The intravascular nano-bubbling oxygenator utilizes an intravascular catheter with numerous nano-porous surface, in order to facilitate oxygen bubbles binding with the deoxygenated hemoglobin of the red cells in cardiovascular system. The nano oxygenators were designed to improve the clinical hypoxic patients with any kinds of acute or chronic reasons.
Referring to FIGS. 1A and 1B, illustrate a one lumen type of a normal pressure to hyperbaric intravascular nano-bubbling oxygenator. A partial porous catheter comprises a tube wall having lots of pores. The catheter is capable of being inserted into a blood vessel. The cross-section area of the catheter is less than three fourths (3/4) of the cross-section area of the blood vessel. The length of the catheter in a blood vessel varies from person to person depending on patient's body size. The catheter comprises the biomaterial, such as, polymer, or ceramic, or metal, or composites. The tube wall is hydrophobic and able to prevent bacterial colonization and thrombogenesis. The porous area portion of the tube wall is five (5)% to nine-nine (99)% of the entire catheter in the blood vessel. The sizes of the pores are ranged from 0.3 nanometer to five hundred (500) micrometer.
110 partial porous catheter | 131 a flow adjustor with a flow sensor |
111 tube wall | 132 a pressure adjustor with a barometer |
112 lots of pores | 133 thermo adjustor with a thermometer |
120 a connector | 140 pipe connects the gas transporting apparatus and a gas tank |
130 gas transporting apparatus | 141 a regulator |
142 high pressure gas tank or any other gas container |
FIG. 3, it is the flowchart to illustrate the method for oxygenation. At step 310, a pressurized pure oxygen source is prepared. The oxygen source may be tank containing pressurized pure oxygen. At step 320, a gas transporting apparatus, including a flow adjuster, a pressure adjuster, and a thermal adjuster to control the range parameters of the gas flow, temperature, and pressure of the oxygen, is connected to a gas lumen of a porous catheter with nano to micro-meter sized pores. At step 330, the oxygen source is connected to the gas transporting apparatus.
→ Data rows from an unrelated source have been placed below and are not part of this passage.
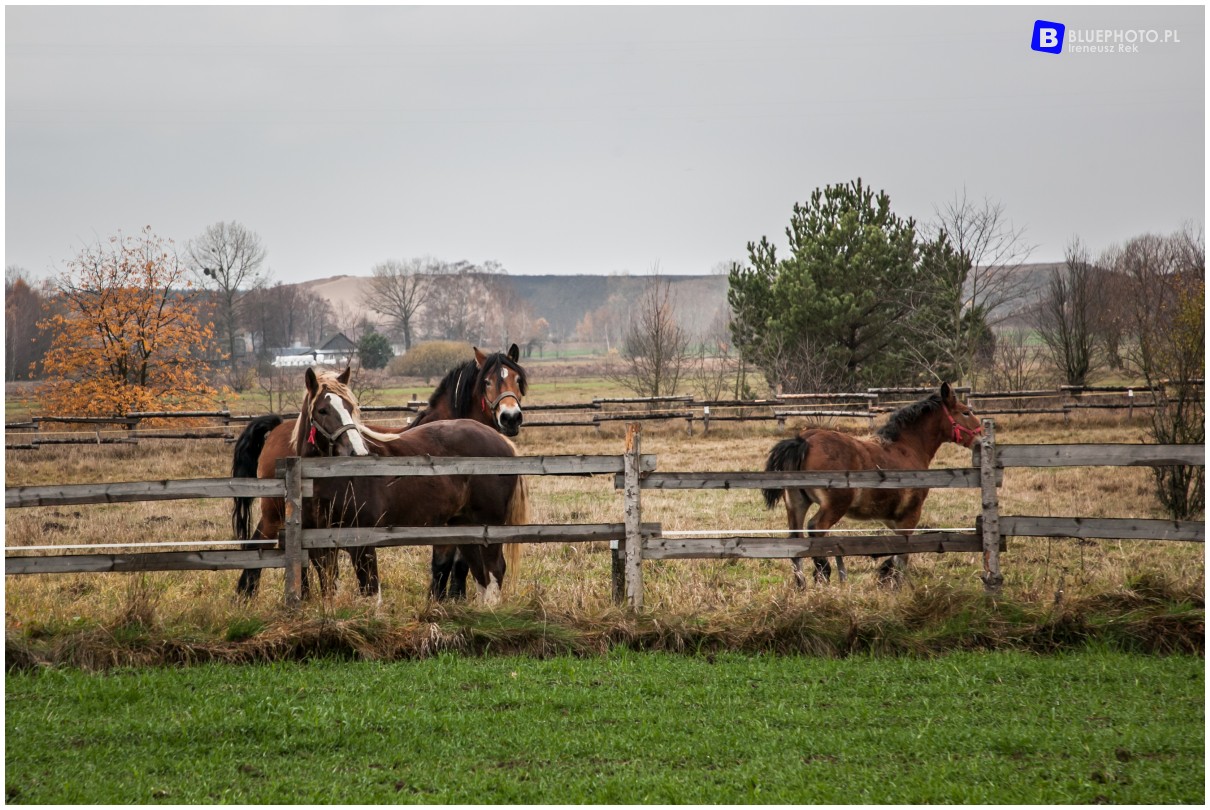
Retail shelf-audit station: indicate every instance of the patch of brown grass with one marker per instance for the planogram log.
(1056, 591)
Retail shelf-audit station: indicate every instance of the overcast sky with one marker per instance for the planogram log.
(572, 139)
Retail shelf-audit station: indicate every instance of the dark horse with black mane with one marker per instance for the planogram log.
(488, 389)
(909, 441)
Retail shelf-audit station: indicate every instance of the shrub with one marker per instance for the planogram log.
(432, 358)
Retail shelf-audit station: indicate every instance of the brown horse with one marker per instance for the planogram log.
(329, 424)
(908, 441)
(488, 389)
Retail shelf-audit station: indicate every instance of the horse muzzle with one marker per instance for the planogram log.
(510, 420)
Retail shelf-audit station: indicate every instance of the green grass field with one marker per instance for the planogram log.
(1000, 728)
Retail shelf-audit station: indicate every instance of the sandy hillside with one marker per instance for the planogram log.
(344, 292)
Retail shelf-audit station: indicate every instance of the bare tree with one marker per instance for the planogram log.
(1014, 363)
(1066, 315)
(799, 366)
(399, 289)
(655, 348)
(1167, 279)
(24, 344)
(228, 260)
(991, 286)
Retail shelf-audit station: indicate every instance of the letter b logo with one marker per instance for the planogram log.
(1048, 36)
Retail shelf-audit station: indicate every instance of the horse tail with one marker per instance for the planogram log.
(518, 515)
(787, 455)
(243, 465)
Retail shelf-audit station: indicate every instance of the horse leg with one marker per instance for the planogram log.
(249, 579)
(457, 576)
(493, 557)
(487, 567)
(831, 510)
(894, 568)
(796, 506)
(442, 567)
(324, 562)
(366, 567)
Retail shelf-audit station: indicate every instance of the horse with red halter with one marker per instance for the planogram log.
(488, 389)
(909, 441)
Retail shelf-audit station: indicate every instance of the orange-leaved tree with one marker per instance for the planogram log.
(127, 335)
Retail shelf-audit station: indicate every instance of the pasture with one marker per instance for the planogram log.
(833, 694)
(1146, 586)
(987, 728)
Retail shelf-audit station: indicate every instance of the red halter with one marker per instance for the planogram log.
(960, 432)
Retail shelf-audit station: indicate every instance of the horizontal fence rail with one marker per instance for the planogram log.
(154, 561)
(140, 490)
(480, 535)
(444, 465)
(864, 406)
(635, 540)
(950, 478)
(1100, 455)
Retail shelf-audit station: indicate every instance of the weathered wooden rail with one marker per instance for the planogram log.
(985, 474)
(634, 539)
(603, 411)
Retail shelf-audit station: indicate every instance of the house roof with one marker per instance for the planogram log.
(338, 343)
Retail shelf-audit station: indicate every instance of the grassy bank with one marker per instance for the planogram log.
(1001, 728)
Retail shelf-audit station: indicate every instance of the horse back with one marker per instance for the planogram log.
(829, 449)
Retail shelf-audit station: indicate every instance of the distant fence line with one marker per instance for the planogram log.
(866, 406)
(635, 540)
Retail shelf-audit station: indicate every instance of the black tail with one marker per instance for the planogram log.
(785, 457)
(243, 465)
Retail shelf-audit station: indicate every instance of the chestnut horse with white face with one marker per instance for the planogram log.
(909, 441)
(329, 424)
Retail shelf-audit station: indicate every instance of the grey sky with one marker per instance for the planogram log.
(574, 139)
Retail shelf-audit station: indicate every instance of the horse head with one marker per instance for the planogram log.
(958, 421)
(329, 423)
(500, 389)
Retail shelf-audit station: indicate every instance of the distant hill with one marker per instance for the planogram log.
(564, 300)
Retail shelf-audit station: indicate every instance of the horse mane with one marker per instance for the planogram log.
(461, 384)
(909, 415)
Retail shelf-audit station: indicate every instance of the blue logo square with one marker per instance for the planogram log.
(1048, 36)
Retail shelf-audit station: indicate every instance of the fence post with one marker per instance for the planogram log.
(633, 517)
(292, 539)
(991, 576)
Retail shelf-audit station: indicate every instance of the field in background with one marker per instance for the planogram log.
(574, 580)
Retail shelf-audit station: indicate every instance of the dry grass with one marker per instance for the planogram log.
(1146, 595)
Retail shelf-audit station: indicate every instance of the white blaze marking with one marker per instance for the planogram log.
(355, 436)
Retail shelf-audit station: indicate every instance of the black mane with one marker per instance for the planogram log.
(464, 384)
(909, 415)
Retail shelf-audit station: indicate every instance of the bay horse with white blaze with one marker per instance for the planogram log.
(269, 438)
(909, 441)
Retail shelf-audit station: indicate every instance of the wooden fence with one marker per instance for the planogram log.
(603, 411)
(635, 540)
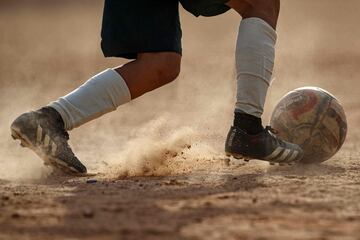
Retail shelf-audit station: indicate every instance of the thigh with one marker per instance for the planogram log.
(205, 7)
(130, 27)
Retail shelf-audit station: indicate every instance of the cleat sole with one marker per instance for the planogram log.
(24, 142)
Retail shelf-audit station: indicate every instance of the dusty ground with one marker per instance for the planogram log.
(149, 193)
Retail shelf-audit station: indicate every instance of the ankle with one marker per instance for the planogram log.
(54, 115)
(248, 123)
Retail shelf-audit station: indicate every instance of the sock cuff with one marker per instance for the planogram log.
(260, 24)
(102, 93)
(123, 93)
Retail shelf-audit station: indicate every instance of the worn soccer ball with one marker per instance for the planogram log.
(312, 118)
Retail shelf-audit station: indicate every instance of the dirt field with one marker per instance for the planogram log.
(150, 183)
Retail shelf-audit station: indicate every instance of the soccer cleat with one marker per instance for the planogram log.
(42, 132)
(263, 146)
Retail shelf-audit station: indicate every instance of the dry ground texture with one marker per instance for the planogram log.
(151, 184)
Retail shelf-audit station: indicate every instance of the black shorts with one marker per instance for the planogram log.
(130, 27)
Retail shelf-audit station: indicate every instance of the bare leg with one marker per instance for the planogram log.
(150, 71)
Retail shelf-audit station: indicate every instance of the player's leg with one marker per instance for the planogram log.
(255, 54)
(111, 88)
(156, 46)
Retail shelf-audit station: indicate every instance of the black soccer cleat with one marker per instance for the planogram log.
(263, 146)
(44, 133)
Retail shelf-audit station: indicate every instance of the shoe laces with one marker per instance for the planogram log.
(273, 133)
(271, 130)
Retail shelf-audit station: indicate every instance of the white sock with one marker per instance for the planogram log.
(101, 94)
(255, 54)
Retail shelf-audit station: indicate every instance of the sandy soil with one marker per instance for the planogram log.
(150, 185)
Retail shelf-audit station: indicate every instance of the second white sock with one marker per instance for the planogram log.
(255, 54)
(101, 94)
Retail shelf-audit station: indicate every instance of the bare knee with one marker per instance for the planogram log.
(164, 65)
(268, 10)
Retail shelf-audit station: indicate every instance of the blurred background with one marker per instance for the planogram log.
(48, 48)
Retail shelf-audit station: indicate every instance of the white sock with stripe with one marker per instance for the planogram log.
(101, 94)
(255, 54)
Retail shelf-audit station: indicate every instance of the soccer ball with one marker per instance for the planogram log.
(312, 118)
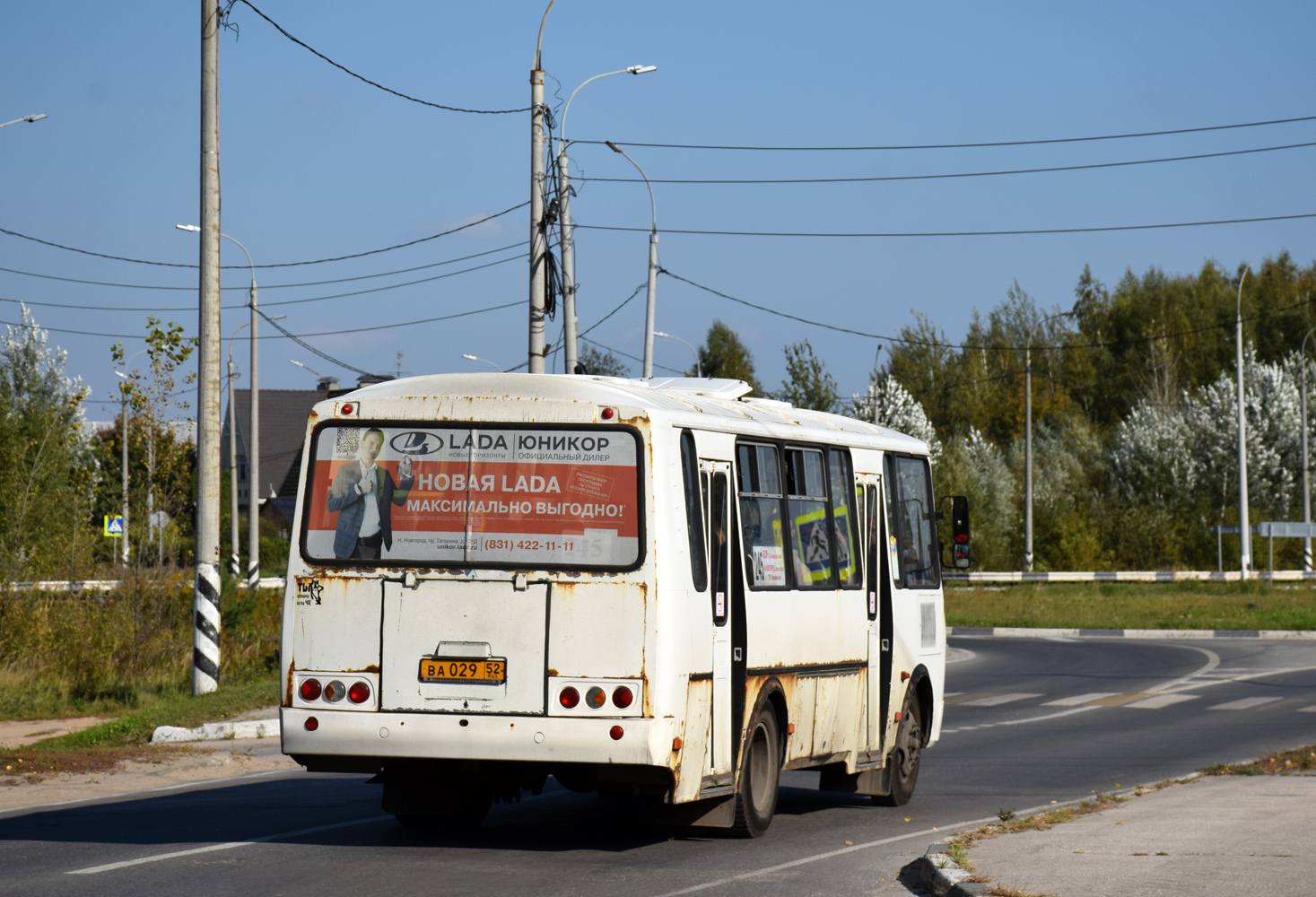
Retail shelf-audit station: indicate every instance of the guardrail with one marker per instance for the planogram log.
(107, 584)
(1128, 576)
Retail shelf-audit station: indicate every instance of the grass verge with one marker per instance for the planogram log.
(1277, 763)
(1135, 605)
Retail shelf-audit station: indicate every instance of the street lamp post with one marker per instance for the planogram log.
(1244, 535)
(569, 287)
(234, 562)
(651, 293)
(253, 578)
(667, 335)
(475, 358)
(1307, 493)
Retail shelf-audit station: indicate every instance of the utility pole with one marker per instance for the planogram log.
(123, 414)
(254, 454)
(205, 591)
(538, 237)
(1244, 535)
(1028, 457)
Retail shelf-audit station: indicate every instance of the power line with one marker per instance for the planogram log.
(287, 301)
(275, 285)
(952, 233)
(276, 265)
(388, 90)
(953, 146)
(963, 174)
(321, 333)
(634, 358)
(970, 346)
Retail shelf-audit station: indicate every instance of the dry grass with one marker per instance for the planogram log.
(1136, 605)
(121, 651)
(1277, 763)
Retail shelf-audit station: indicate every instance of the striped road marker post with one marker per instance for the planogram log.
(205, 629)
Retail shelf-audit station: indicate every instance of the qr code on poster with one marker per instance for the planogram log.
(346, 442)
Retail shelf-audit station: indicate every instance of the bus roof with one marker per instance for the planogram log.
(702, 403)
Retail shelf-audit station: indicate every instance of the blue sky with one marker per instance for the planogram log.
(316, 165)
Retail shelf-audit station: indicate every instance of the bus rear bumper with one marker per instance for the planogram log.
(476, 736)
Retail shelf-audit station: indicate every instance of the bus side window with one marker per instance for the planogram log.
(761, 516)
(912, 535)
(806, 490)
(845, 519)
(693, 513)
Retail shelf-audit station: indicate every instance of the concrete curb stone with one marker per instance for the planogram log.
(214, 731)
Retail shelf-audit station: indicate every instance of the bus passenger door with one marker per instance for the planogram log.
(878, 589)
(715, 482)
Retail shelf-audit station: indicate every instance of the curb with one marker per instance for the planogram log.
(940, 872)
(1197, 634)
(214, 731)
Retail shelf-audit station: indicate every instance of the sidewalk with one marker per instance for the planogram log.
(1211, 837)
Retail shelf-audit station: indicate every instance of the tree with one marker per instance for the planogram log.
(724, 355)
(47, 471)
(602, 363)
(161, 459)
(891, 405)
(808, 383)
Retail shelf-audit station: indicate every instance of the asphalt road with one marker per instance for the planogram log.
(1029, 721)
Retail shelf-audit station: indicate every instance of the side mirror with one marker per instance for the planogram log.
(960, 558)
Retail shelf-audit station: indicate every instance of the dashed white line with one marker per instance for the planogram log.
(1244, 704)
(1158, 701)
(1074, 700)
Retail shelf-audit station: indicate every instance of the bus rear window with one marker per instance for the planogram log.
(439, 495)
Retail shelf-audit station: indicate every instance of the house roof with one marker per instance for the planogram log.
(283, 426)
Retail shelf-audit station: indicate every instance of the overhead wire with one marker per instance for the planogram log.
(955, 146)
(949, 233)
(941, 177)
(276, 265)
(275, 285)
(362, 78)
(286, 301)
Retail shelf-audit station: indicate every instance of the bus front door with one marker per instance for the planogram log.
(713, 476)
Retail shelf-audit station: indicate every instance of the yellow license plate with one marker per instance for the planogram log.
(479, 671)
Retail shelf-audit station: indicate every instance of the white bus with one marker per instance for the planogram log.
(659, 586)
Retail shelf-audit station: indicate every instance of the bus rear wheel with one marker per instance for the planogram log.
(903, 763)
(755, 800)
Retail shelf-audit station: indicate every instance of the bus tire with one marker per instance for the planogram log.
(755, 798)
(903, 763)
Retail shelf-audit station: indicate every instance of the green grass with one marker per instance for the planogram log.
(1135, 605)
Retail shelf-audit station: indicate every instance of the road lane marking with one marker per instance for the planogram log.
(229, 845)
(1074, 700)
(1158, 701)
(997, 700)
(1244, 704)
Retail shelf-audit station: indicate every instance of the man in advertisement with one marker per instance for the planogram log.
(363, 496)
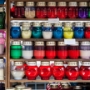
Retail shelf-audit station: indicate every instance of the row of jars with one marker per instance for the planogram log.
(49, 49)
(30, 70)
(47, 30)
(50, 10)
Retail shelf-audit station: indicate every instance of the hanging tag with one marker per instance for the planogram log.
(53, 20)
(69, 41)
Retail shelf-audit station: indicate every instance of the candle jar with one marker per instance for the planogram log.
(68, 31)
(85, 50)
(36, 30)
(83, 10)
(85, 70)
(58, 31)
(52, 10)
(45, 71)
(41, 10)
(87, 30)
(58, 71)
(50, 49)
(72, 71)
(31, 70)
(62, 10)
(39, 50)
(2, 18)
(18, 71)
(15, 31)
(16, 50)
(29, 10)
(73, 10)
(19, 10)
(62, 52)
(26, 32)
(73, 51)
(47, 31)
(2, 44)
(27, 52)
(79, 30)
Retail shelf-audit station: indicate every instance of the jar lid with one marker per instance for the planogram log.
(16, 43)
(45, 63)
(72, 63)
(58, 24)
(36, 24)
(41, 4)
(86, 63)
(31, 63)
(83, 4)
(50, 43)
(27, 43)
(58, 63)
(72, 4)
(85, 43)
(68, 24)
(79, 24)
(51, 3)
(18, 63)
(29, 3)
(46, 24)
(19, 3)
(62, 4)
(87, 24)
At step 340, the porous catheter is inserted into a blood vessel of a living body. At step 350, the gas transporting apparatus controls the distribution of the oxygen to the vascular system through the porous catheter. At step 360, a blood oxygen concentration, a vena caval pressure, a heart rate, and a temperature of the living body are measured to as the control signals to feedback to the computer in a panel. At step 370, the control signals are compared with the predetermined ranges set in the computer, and the panel sends commands to the gas transporting apparatus, and then back to the step 350.